Lookaround Enumerable

When working with time series, it is common to perform operations that depend on a sliding window of values. Lookaround Enumerable adds two main methods, and several sub-helpers to assist with running map/collect, reduce/inject, and find_all/select queries that depend on the previous values (Enumerable#each_with_prev), or a whole window of values (Enumerable#each_with_window). This gem contains these methods as refinements.

Installation

Add this line to your application's Gemfile:

gem 'lookaround-enumerable'

And then execute:

$ bundle

Or install it yourself as:

$ gem install lookaround-enumerable

Usage

require 'lookaround-enumerable'
using LookaroundEnum

The LookaroundEnum contains the refinements, so they can be targeted to selected areas of code.

# Maps characters after a capital letter to "x"
"AbCdefgHiJKl".each_char.map_with_prev(1, filler: "a") {|x, previous| previous.upcase == previous ? "x" : x}.join
# => "AxCxefgHxJxx"

# select characters surrounded by > <, ignoring the bounds (crop)
"Ab>c<defg>h<i>j<kLm>n<op".each_char.select_with_window(-1..1, crop: true) { |left, item, right| left + right == "><" }.join
# => "cjhn"
  • Set what beyond the Enumerable is with filler:
  • Ignore all iterations that look beyond the Enumerable with crop: true
  • Remove extra details from chains with trim: true

See the documentation spec tests under spec/ for more examples.

Wait, what are the proc's args?

That's a tricky question.

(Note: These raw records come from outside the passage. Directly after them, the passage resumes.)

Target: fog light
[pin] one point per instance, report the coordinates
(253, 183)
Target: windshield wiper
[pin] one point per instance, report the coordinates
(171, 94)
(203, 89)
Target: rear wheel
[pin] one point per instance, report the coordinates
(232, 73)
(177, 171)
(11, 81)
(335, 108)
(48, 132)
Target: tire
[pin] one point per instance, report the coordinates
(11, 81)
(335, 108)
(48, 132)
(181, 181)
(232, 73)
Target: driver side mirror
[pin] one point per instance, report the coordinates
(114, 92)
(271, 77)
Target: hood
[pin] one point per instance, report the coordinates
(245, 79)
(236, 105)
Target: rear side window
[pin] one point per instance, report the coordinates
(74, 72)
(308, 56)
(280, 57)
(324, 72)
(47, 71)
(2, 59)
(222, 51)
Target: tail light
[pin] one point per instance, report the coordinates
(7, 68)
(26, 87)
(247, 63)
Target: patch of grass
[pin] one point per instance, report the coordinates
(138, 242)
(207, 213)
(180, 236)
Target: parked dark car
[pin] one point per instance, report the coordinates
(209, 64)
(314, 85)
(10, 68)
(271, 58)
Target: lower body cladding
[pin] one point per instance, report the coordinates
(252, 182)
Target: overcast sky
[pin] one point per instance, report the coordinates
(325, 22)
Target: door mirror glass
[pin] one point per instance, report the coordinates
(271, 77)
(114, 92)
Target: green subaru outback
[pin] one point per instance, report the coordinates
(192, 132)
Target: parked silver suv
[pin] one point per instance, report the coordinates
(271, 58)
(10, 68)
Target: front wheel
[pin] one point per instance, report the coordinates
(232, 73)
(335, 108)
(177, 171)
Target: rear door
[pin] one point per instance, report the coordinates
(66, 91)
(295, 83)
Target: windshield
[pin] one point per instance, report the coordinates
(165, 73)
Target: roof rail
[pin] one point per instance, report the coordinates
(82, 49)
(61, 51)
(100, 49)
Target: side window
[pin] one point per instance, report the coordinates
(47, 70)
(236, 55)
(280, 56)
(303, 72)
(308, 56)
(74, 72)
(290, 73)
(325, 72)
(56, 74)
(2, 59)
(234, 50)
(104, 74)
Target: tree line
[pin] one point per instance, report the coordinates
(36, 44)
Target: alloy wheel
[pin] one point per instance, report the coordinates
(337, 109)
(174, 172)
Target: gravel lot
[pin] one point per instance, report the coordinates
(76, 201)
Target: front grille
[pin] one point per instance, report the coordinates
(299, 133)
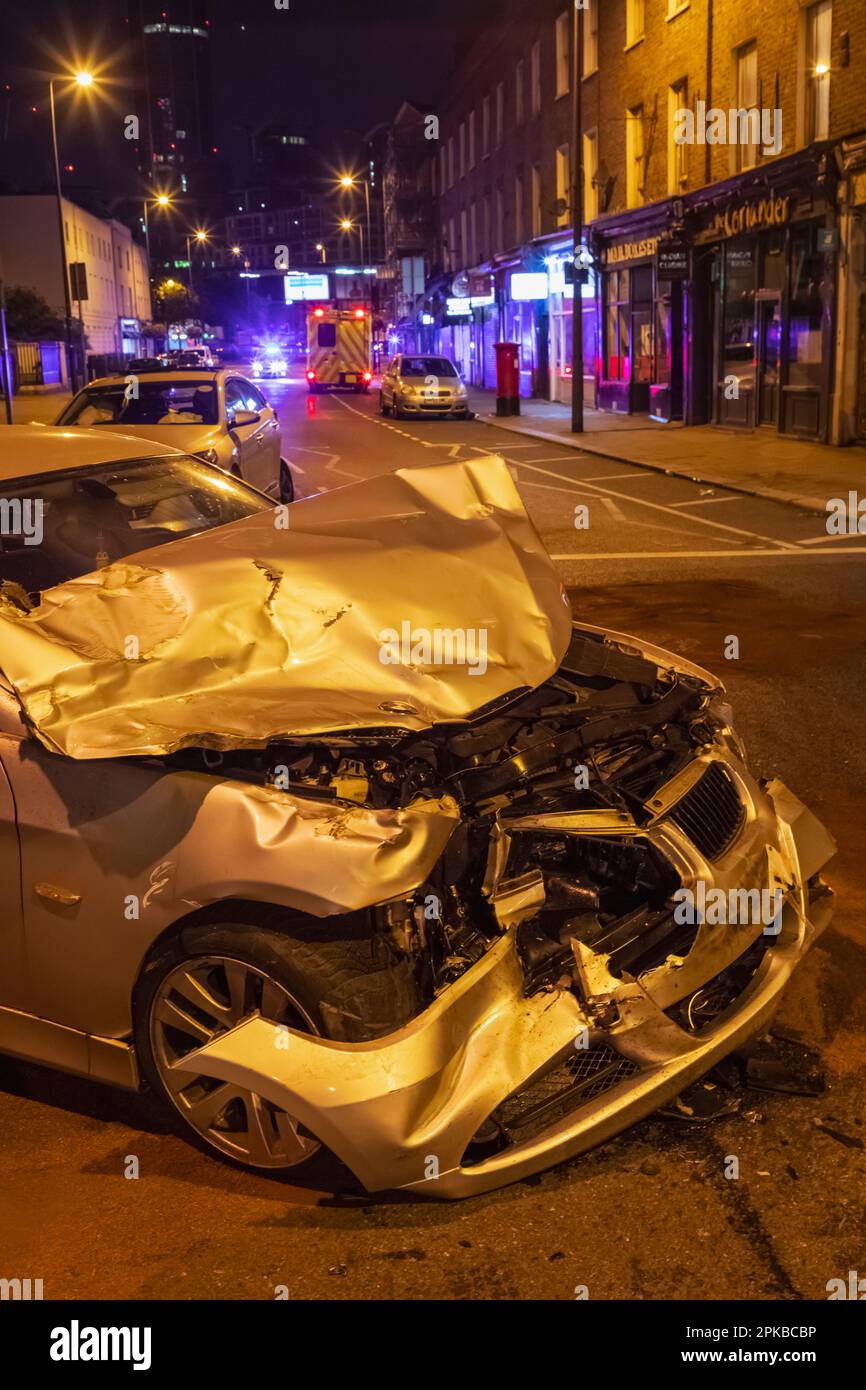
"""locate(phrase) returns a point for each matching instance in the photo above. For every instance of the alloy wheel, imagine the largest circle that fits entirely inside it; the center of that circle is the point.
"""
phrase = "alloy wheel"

By default, single left/right views should just work, but you might have to play with the expand parameter or do a p *args to figure out more advanced usage, like chaining with memos or objects. The each_with_prev family does |(*this), ((*previous1), ..., (*previous_n))| with older/lower indexes to the right. The each_with_window family does |((*previous_n), ..., (*previous1)), (*this), ((*next1), ..., (*next_n))| with older/lower indexes on the left.

Development

After checking out the repo, run bundle install to install dependencies. Then, run rake spec or rspec to run the tests.